"Peaceful protest turns violent," read the San Francisco Chronicle headline about the May 1 protest in Oakland that ended badly. Police arrested about a dozen people after activists trashed new cars and smashed bank windows. I love that headline. It makes it seem as if it's an anomaly when an Oakland protest ends with errant sparks and glass shards -- even though a social-justice demonstration in Oakland has a better chance of ending with vandalism than a Hollywood marriage has in ending in divorce.
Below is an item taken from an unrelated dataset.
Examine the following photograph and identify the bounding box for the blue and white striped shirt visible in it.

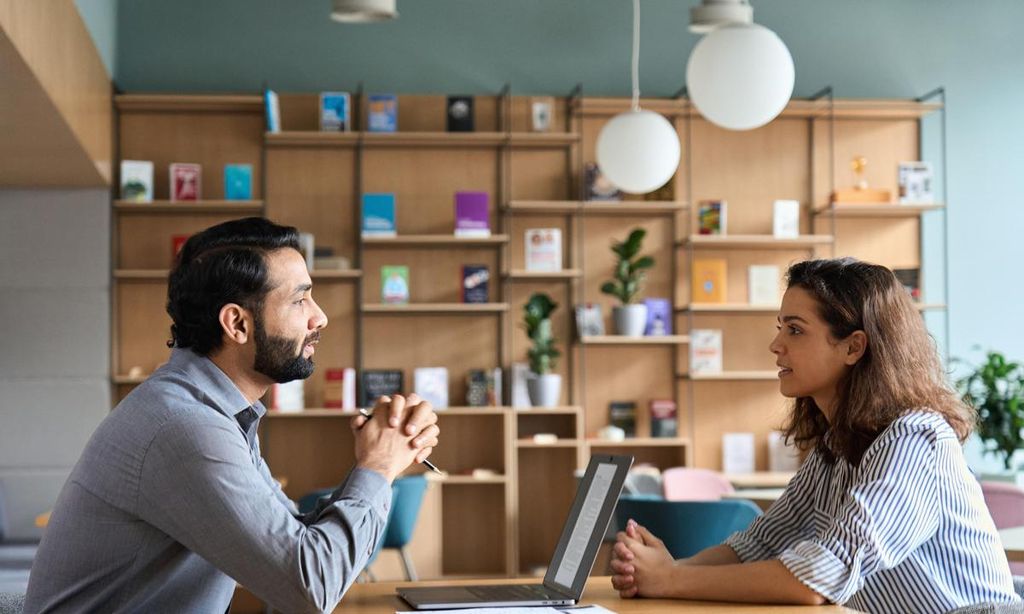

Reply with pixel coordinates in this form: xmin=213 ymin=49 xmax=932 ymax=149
xmin=725 ymin=411 xmax=1020 ymax=613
Oakland Mayor Libby Schaaf had warned that violence would not be tolerated, but to no effect. On Saturday morning, she and police Chief Sean Whent had to admit that they had failed to anticipate -- and thus prevent -- the violence. "A very small group of people with rocks in their pockets and malice in their hearts disturbed what was otherwise a positive day in Oakland," said Schaaf.
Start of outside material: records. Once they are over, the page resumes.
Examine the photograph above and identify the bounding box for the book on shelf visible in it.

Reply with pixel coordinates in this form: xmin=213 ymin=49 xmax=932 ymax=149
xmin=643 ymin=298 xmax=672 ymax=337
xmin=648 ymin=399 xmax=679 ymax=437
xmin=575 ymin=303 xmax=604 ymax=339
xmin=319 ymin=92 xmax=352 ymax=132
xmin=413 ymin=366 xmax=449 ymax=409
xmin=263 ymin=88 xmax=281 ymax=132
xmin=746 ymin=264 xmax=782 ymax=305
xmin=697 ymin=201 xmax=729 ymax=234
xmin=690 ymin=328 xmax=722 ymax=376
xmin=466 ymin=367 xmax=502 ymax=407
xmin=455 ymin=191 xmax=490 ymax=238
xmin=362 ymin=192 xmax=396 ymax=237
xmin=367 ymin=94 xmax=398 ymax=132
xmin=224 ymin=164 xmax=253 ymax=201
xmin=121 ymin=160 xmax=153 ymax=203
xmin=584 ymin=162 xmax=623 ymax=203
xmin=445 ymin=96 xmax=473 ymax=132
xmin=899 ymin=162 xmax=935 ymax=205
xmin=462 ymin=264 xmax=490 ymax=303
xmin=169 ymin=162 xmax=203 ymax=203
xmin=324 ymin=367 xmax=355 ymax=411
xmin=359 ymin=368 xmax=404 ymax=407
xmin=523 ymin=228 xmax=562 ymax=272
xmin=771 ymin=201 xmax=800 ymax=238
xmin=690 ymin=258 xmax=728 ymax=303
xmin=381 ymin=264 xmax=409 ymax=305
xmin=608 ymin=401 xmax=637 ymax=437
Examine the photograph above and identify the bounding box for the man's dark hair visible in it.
If Schaaf wants a different outcome, she should tell the protest community this: When the sun goes down, go home. Make it easier for police to curb what I would call "protest brutality."
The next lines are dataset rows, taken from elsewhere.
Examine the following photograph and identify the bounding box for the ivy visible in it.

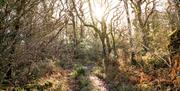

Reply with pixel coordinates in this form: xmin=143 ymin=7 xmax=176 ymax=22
xmin=0 ymin=0 xmax=6 ymax=8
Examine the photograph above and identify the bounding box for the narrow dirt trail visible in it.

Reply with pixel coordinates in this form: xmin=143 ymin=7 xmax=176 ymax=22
xmin=89 ymin=75 xmax=108 ymax=91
Otherwise positive? "They keep saying that. They say that every time," responded former Oakland City Attorney John Russo -- even though the outcome of these rampages is "disorder, disinvestment and rampant disrespect for Oakland."
Friday's events began at the MacArthur rapid transit station, where protesters, some carrying signs with such positive messages as "Die Techie Scum," tried to sabotage the commute of people whose offense must be that they have jobs. The effort fizzled.
A May Day march from the Port of Oakland to City Hall was both pro-labor and anti-police brutality. As the Chronicle reported, Yoel Haile of the Afrikan Black Coalition summed up the spirit of the event when he said, "Until we get a livable wage and they stop shooting us down in the streets, we need to rethink our strategy on how we're going to get free."
I have no doubt that most protesters were peaceful. Some seemed intent on minimizing the damage. As vandals started smashing windows, other protesters called out: "Don't harm small businesses."
They mean well, I suppose, but they serve as unwitting cover for the masked anarchists in their midst. They say they want justice, but after dark, they become enablers for violence. Everyone knows that the protests will turn ugly -- and costly for Oakland taxpayers. So why do people, in a city as blue as Oaktown, feel the need to participate in protests that end up hurting their city and their neighbors?
Joe Abraham came to the United States from Lebanon in 1978. He told me he opened American Auto Upholstery & Glass on Broadway 24 years ago. On Friday night, vandals smashed his shop's windows for the third time. "If they are mad at the police, let them go to the police station," Abraham told me. And: "What are they gaining besides breaking my window?"
How many times do activists expect small businesses to absorb the costs of brute vandalism before they pack up and leave? Russo asked: "Smashing up the business of the guy who does upholstery and windows for cars" for a living -- just what cause does that advance?